Los artículos V, X, XI, XII y XIII del Reglamento del Nuevo Plan de Jubilaciones de los Trabajadores Sindicalizados de la Industria Azucarera, inserto en el artículo 71o. Bis del Contrato Ley de las Industrias Azucarera, Alcoholera y Similares de la República Mexicana, establecen que el derecho a la jubilación en él previsto, se otorgará a los trabajadores de planta permanente o planta temporal miembros del sindicato que satisfagan todos y cada uno de los requisitos que éste determina, con las excepciones expresamente previstas, entre otras, cuando fallezca el trabajador; asimismo, que la jubilación supone un derecho que puede o no ejercerse, y que sólo se tramitará atendiendo a solicitud expresa, así como que existen diversos tipos de beneficios, como el de la jubilación por invalidez, que de colmarse los requisitos contractuales, su pago consiste en una pensión mensual vitalicia con sesenta pagos garantizados. En consecuencia, si la jubilación prevista en el referido contrato ley supone un derecho que los trabajadores podrán o no ejercer y que sólo se otorga a solicitud de éstos, el hecho de que el extinto trabajador hubiere tenido derecho a ella, es insuficiente para que sus beneficiarios puedan reclamar dicha prestación, pues ese beneficio sólo procede a solicitud del propio trabajador.
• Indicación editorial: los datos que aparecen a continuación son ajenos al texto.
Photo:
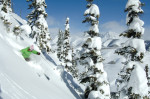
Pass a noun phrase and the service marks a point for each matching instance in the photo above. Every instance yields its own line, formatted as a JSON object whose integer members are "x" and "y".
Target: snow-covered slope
{"x": 41, "y": 78}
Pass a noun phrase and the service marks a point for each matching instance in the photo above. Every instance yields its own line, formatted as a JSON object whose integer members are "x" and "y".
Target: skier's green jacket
{"x": 27, "y": 52}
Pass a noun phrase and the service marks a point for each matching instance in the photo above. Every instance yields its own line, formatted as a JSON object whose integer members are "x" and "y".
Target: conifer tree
{"x": 39, "y": 26}
{"x": 132, "y": 81}
{"x": 60, "y": 45}
{"x": 90, "y": 63}
{"x": 66, "y": 45}
{"x": 5, "y": 8}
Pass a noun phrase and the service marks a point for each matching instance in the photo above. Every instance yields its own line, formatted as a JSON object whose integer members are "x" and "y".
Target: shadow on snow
{"x": 0, "y": 92}
{"x": 49, "y": 58}
{"x": 68, "y": 79}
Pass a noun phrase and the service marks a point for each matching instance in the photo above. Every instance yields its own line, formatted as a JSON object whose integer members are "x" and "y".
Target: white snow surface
{"x": 138, "y": 81}
{"x": 137, "y": 25}
{"x": 41, "y": 78}
{"x": 134, "y": 4}
{"x": 138, "y": 44}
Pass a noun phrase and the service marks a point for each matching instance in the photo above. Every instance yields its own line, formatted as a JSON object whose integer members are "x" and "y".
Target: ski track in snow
{"x": 14, "y": 90}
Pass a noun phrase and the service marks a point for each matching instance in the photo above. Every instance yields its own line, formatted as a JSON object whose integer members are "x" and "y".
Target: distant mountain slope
{"x": 37, "y": 79}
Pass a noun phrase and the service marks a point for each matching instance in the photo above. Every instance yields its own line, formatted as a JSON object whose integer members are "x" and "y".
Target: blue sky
{"x": 112, "y": 14}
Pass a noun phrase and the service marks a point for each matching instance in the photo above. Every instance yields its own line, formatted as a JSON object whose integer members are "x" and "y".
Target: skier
{"x": 28, "y": 51}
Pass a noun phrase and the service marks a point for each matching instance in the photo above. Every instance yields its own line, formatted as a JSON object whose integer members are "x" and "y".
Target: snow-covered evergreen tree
{"x": 37, "y": 21}
{"x": 60, "y": 45}
{"x": 90, "y": 65}
{"x": 5, "y": 10}
{"x": 66, "y": 45}
{"x": 132, "y": 81}
{"x": 17, "y": 30}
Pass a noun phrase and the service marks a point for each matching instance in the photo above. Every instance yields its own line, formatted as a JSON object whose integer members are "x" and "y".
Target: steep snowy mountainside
{"x": 38, "y": 79}
{"x": 147, "y": 43}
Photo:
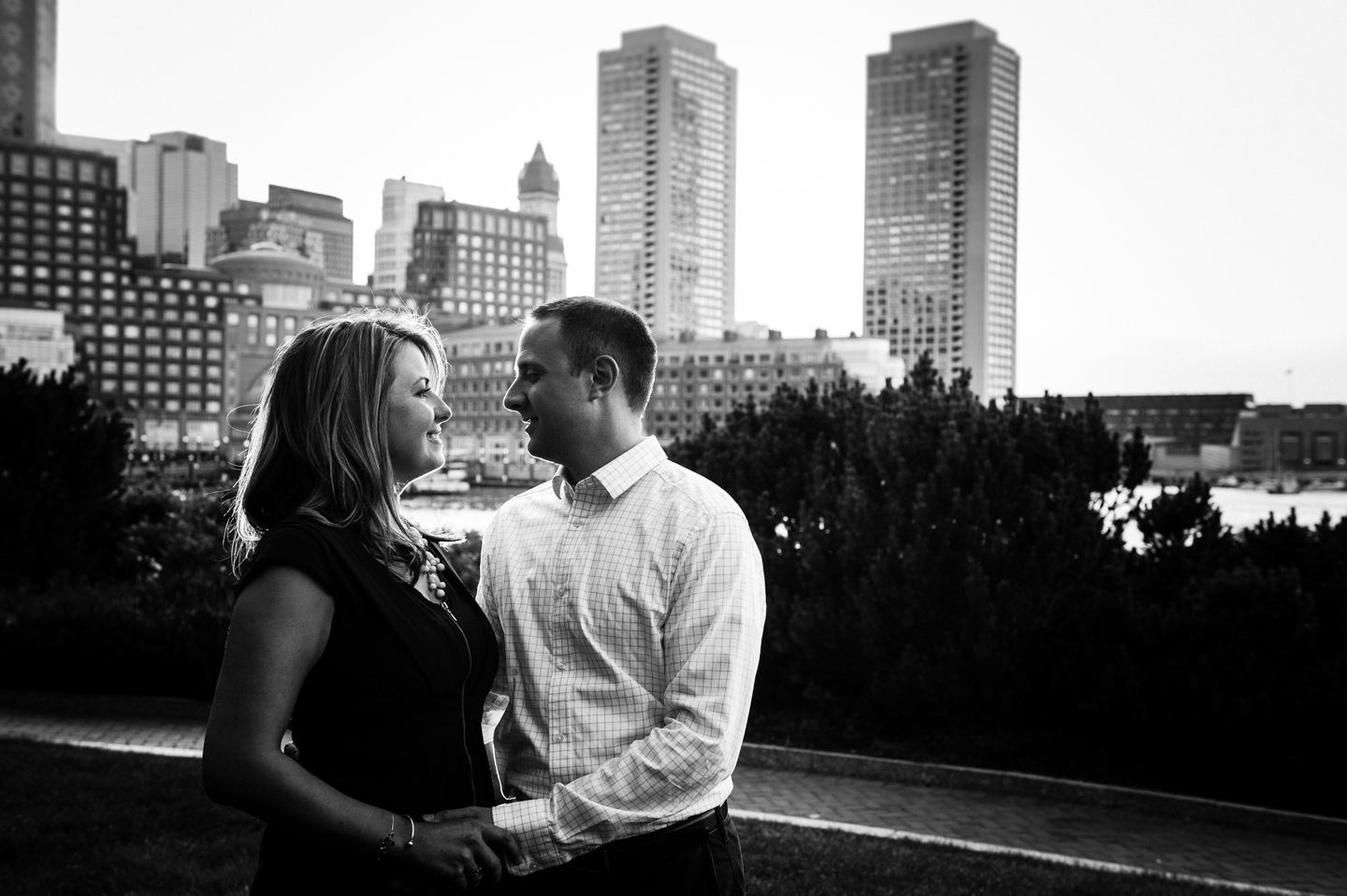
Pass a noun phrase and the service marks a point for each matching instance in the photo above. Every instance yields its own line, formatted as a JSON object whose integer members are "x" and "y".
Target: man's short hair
{"x": 591, "y": 327}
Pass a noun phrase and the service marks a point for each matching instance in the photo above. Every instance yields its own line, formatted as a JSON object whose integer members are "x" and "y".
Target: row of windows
{"x": 152, "y": 351}
{"x": 134, "y": 332}
{"x": 155, "y": 369}
{"x": 23, "y": 165}
{"x": 504, "y": 225}
{"x": 109, "y": 311}
{"x": 167, "y": 404}
{"x": 153, "y": 387}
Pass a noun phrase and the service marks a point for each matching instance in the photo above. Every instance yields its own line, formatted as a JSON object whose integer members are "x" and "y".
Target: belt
{"x": 637, "y": 852}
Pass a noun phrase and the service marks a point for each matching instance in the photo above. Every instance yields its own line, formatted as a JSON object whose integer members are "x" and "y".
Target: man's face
{"x": 554, "y": 404}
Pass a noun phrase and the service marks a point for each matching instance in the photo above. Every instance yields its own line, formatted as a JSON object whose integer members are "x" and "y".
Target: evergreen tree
{"x": 61, "y": 468}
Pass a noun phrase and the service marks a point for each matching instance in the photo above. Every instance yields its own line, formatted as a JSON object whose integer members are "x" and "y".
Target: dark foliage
{"x": 61, "y": 464}
{"x": 934, "y": 563}
{"x": 156, "y": 629}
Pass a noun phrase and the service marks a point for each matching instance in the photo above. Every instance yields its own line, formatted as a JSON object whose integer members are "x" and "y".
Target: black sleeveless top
{"x": 391, "y": 712}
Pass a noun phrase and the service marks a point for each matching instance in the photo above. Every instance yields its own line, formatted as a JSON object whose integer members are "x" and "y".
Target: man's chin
{"x": 539, "y": 450}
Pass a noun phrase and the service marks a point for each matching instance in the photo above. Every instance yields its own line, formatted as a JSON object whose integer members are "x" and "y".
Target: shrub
{"x": 935, "y": 563}
{"x": 61, "y": 464}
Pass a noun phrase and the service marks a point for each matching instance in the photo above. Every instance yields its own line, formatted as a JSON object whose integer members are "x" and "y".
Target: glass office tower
{"x": 940, "y": 170}
{"x": 664, "y": 241}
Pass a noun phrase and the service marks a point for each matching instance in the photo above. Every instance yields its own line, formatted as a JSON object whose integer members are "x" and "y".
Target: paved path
{"x": 1118, "y": 835}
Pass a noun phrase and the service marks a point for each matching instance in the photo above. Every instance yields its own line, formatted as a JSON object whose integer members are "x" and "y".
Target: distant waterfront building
{"x": 28, "y": 70}
{"x": 182, "y": 182}
{"x": 483, "y": 431}
{"x": 38, "y": 337}
{"x": 539, "y": 193}
{"x": 940, "y": 198}
{"x": 1279, "y": 441}
{"x": 664, "y": 241}
{"x": 394, "y": 238}
{"x": 484, "y": 266}
{"x": 710, "y": 376}
{"x": 309, "y": 224}
{"x": 1187, "y": 433}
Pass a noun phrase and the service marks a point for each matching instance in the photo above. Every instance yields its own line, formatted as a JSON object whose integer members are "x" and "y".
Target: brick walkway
{"x": 1125, "y": 837}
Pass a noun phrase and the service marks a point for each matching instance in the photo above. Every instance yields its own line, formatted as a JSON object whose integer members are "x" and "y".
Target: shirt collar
{"x": 621, "y": 471}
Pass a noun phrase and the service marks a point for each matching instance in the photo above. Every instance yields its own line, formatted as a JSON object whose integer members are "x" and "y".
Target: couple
{"x": 606, "y": 660}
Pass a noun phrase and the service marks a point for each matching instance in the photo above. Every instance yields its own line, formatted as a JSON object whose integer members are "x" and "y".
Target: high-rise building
{"x": 394, "y": 240}
{"x": 182, "y": 183}
{"x": 28, "y": 70}
{"x": 940, "y": 167}
{"x": 320, "y": 213}
{"x": 664, "y": 241}
{"x": 309, "y": 224}
{"x": 152, "y": 341}
{"x": 38, "y": 337}
{"x": 539, "y": 193}
{"x": 709, "y": 378}
{"x": 483, "y": 266}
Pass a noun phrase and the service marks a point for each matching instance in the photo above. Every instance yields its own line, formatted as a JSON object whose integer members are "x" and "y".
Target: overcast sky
{"x": 1183, "y": 195}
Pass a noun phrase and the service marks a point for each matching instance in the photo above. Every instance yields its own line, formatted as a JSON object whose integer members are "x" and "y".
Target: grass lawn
{"x": 1284, "y": 773}
{"x": 91, "y": 822}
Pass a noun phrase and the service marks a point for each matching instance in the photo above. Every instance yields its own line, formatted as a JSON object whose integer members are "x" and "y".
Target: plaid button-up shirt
{"x": 630, "y": 612}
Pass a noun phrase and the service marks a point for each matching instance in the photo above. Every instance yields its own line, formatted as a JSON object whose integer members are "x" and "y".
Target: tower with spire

Por tanto, si sus beneficiarios no prueban que el trabajador fallecido gozara de dicho derecho, o que al menos lo hubiese solicitado ante el comité técnico correspondiente, no tienen derecho a su pago, pues su otorgamiento y pago se genera por solicitud expresa hecha en vida por el trabajador.
SEGUNDO TRIBUNAL COLEGIADO EN MATERIA DE TRABAJO DEL SÉPTIMO CIRCUITO.
Amparo directo 457/2018. 11 de abril de 2019. Unanimidad de votos. Ponente: Juan Carlos Moreno Correa. Secretaria: Anabel Morales Guzmán.